Comment on attachment 82608 [details] [diff] [review] kind of like this? Yeah, the hashtable stuff looks good to me now. >+ if (entry) >+ entry->mContentList = *aInstancePtrResult; If you're worried about allocation failure for the content list, you might want to change this to be: if (!*aInstancePtrResult) { if (entry) PL_DHashTableRawRemove(gContentListTable, entry) return NS_ERROR_OUT_OF_MEMORY; } if (entry) entry->mContentList = *aInstancePtrResult; (and perhaps even use a local variable instead of *aInstancePtrResult). >+ inline PRBool Equals(const nsContentListKey& aContentListKey) const; >+ inline PRUint32 GetHash(void) const; Maybe just write the inline functions inline in the class? Or at least use the inline keyword at the definition as well? Other than that, r=dbaron if you get module-owner review as your sr=.
Attached patch Patch v 1.73 (obsolete) (deleted) — Splinter Review
Move inlines to header, remove the entries if a new list cannot be allocated.
Attachment #82596 - Attachment is obsolete: true
Attachment #82608 - Attachment is obsolete: true
Comment on attachment 82681 [details] [diff] [review] Patch v 1.73 >+ list = new nsContentList(aDocument, aMatchAtom, >+ aMatchNameSpaceId, aRootContent); weird indentation. Other than that r=dbaron, as I said 2 comments back.
Attachment #82681 - Flags: review+
Comment on attachment 82681 [details] [diff] [review] Patch v 1.73 +nsContentListKey::nsContentListKey(nsIDocument *aDocument, + nsIAtom* aMatchAtom, + PRInt32 aMatchNameSpaceId, + nsIContent* aRootContent) + : mMatchAtom(aMatchAtom), + mMatchNameSpaceId(aMatchNameSpaceId), + mDocument(aDocument), + mRootContent(aRootContent) +{ +} + +nsContentListKey::nsContentListKey(const nsContentListKey& aContentListKey) + : mMatchAtom(aContentListKey.mMatchAtom), + mMatchNameSpaceId(aContentListKey.mMatchNameSpaceId), + mDocument(aContentListKey.mDocument), + mRootContent(aContentListKey.mRootContent) +{ +} I vould've made the above inline, but either way... - In NS_GetContentList(): + nsContentList* list; You'll need to initialize |list| to null or you could end up accessing it w/o ever having set it in error cases. And NS_GetContentList() really needs to refcount the list that it returns, not doing that in a method whose signature looks like it really would do that (even if the type of the out param is a concrete class) is not cool. Also, you're potentially passing back shared content lists, so there's no way for the caller to do the right thing in error cases. + list = new nsContentList(aDocument, aMatchAtom, + aMatchNameSpaceId, aRootContent); Fix the next-line indentation. - In nsContentList::RemoveFromHashtable(): + (void) PL_DHashTableOperate(&gContentListHashTable, + NS_STATIC_CAST(nsContentListKey*, this), + PL_DHASH_REMOVE); Loose the (void) noncense here :-) - In nsContentList.h: + nsIDocument* mDocument; + nsIContent* mRootContent; Add "// Weak" comments after these... Other than that, this looks good so far. Fix the above and I'll have one more look...

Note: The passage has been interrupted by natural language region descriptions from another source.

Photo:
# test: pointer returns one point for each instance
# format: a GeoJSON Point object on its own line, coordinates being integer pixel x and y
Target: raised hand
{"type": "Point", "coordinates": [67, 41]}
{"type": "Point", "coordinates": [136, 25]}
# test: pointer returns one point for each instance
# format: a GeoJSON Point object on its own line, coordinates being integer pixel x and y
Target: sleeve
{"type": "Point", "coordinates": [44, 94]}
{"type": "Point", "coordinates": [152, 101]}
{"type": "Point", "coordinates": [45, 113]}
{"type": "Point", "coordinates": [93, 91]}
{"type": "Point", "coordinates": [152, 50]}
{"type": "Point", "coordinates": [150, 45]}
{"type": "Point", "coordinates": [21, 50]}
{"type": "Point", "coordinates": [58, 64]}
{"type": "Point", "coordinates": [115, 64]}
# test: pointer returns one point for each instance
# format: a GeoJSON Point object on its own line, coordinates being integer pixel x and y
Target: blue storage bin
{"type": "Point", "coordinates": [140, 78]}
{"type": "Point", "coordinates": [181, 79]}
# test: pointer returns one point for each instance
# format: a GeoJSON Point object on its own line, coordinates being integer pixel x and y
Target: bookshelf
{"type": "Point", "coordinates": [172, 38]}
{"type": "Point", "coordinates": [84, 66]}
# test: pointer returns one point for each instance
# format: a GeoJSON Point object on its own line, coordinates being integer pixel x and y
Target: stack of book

Attachment #82681 - Flags: review+ → needs-work+
Attached patch Patch v 1.732 (obsolete) (deleted) — Splinter Review
Fix those issues.
Attachment #82681 - Attachment is obsolete: true
Comment on attachment 82739 [details] [diff] [review] Patch v 1.732 sr=jst
Attachment #82739 - Flags: superreview+
So... the Win32 compiler won't let me cast entry->mContentList to nsContentListKey*, presumably because of the protected inheritance... I suppose I could just make it publicly inherited; any reason not to do that?
The simple alternative is to add a GetKey member function: nsContentListKey* GetKey() { return NS_STATIC_CAST(nsContentListKey*, this); } The only reason I can think of to avoid making it public is that the public member functions of the key class might not make sense as names of members of nsContentList.
dbaron's suggestion sounds good to me.
Attached patch Patch v 1.73205 (deleted) — Splinter Review
Make this compile on Windows/Mac/Irix/etc, per dbaron's suggestion.
Attachment #82739 - Attachment is obsolete: true
Comment on attachment 82782 [details] [diff] [review] Patch v 1.73205 sr=jst
Attachment #82782 - Flags: superreview+
Er.. the last part of that diff (to nsRuleNode.cpp) has nothing to do with this bug. The rest has been checked in on the trunk; I'll ask for branch approval in a day or two.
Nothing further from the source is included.